本多劇場@下北沢 満を持して再開!第一弾「DISTANCE」開幕!画面から伝わる劇場の、舞台の空気感を感じる生配信。

本多劇場グループが、6月1日(月)より、営業を再開した。
緊急事態宣言が解除され、街にも人が戻りつつあるが、新型コロナウイルス感染の危険性が未だある中、劇場再開をどのように行うべきか。その一歩目としてたどり着いた答えが「無観客生配信」
6月1日(月)〜7日(日)の1週間、本多劇場よりひとり芝居の無観客生配信を毎日、日替わりで!演劇の街、下北沢から!
劇場ロビーは常に換気に注意をはらい、消毒も念入りに。

始まりは、劇場が入っている入り口から。ずっとカメラが進む、『観客として入っていく』感じ、受付で料金を払い、チケットを受け取り、ロビーを通って客席に。そして「始まる」。2人の作業着姿の男、頭にタオル。どちらからともなく叫ぶ「DISTANCE!」。

「ここは?」「劇場」「映画観るところ?」「演劇をやるところ、ここでかつて演劇を観ていた」「へー」「観たことないの?」メガネの男(川尻恵太)は演劇を観た経験があり、もう一人(御笠ノ忠次)は演劇を知らない。知らない方は知ってる方に向かって「演劇ってそんなにえらいんですか?面白いの?」と言い、それに対して「俺は好きだったかな」と返す。「どんな感じ?」と聞かれて「言われてもな〜」。確かに答えにくい。「客席の明かりが落ちていく、暗くなっていく、役者がスタンバイしてて・・・・・・」というと画面が暗くなっていく。

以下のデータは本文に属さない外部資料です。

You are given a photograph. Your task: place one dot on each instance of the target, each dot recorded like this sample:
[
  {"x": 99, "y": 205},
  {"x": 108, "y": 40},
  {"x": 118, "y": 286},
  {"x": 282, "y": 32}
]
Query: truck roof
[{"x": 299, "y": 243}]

そして舞台中央に真四角の明かりが入る。2人はいなくなり、ピンクのトップスを着た男、「永島敬三と申します!」と言い「春も終わっちゃいますね、ずっと家にいた方が多い・・・・・」と一人でマシンガントーク。『永島敬三が永島敬三を演じている』風情、ただ一人マイクに向かってしゃべる。もちろん、リアルに客席にいるわけではなく、こちらはPCの画面を観ているのだが、スタンダップコメディのような臨場感も感じられるのは新鮮だ。映像を観ているのに映画とは全く違うリアルさ、確かに映画とは異なり、演劇、劇場の空気感もあり、PC画面は『平坦』なはずであるのに、なぜか自分が客席にいる錯覚さえ感じる。

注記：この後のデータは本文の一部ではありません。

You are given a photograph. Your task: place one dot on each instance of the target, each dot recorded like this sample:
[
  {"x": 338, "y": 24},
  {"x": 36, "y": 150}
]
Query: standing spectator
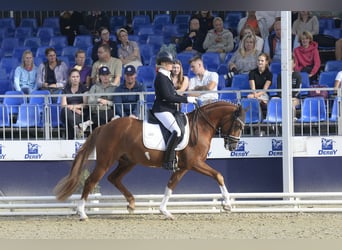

技術の発達で没入感満点の映画と違う没入感。もちろん、カメラで撮影しているので、アップもあれば、引きもある。ジャンプした際には一瞬姿が(笑)、そして生配信なので途中で不具合が生じることさえも楽しめてしまう。シニカルだが、どこか温かい”胸の高鳴り””ときめき”といったWORDが出てくる。脈絡がなさそうで実は深いところで芯が通っている、そんな短編であった。
それが終わり、また例の2人が出てくる。

「セリフ覚えてんの?」「当然でしょ」「俺には無理だな」と会話しながらそこらへんを消毒。「観たくなってきた?」「観たくなるものなんですかね」「演劇ってさーなくてもいいんだけど、なくならないもの。必要な人には必要。それが演劇」と言い、「正解があると思うから不正解」という。演劇を観たことのない男は「演劇ってここで観なくちゃいけないの?」それに対して「非効率なのも演劇の良いところ。同じ場所で、同じ時間に観るのが演劇」と。しかし、今、この瞬間、同じ時間ではあるが、同じ場所なのか、と言われれば「違う」のだが、しかし、リアルで画面を観ている人々がいる、この時点で1.94千人が視聴している。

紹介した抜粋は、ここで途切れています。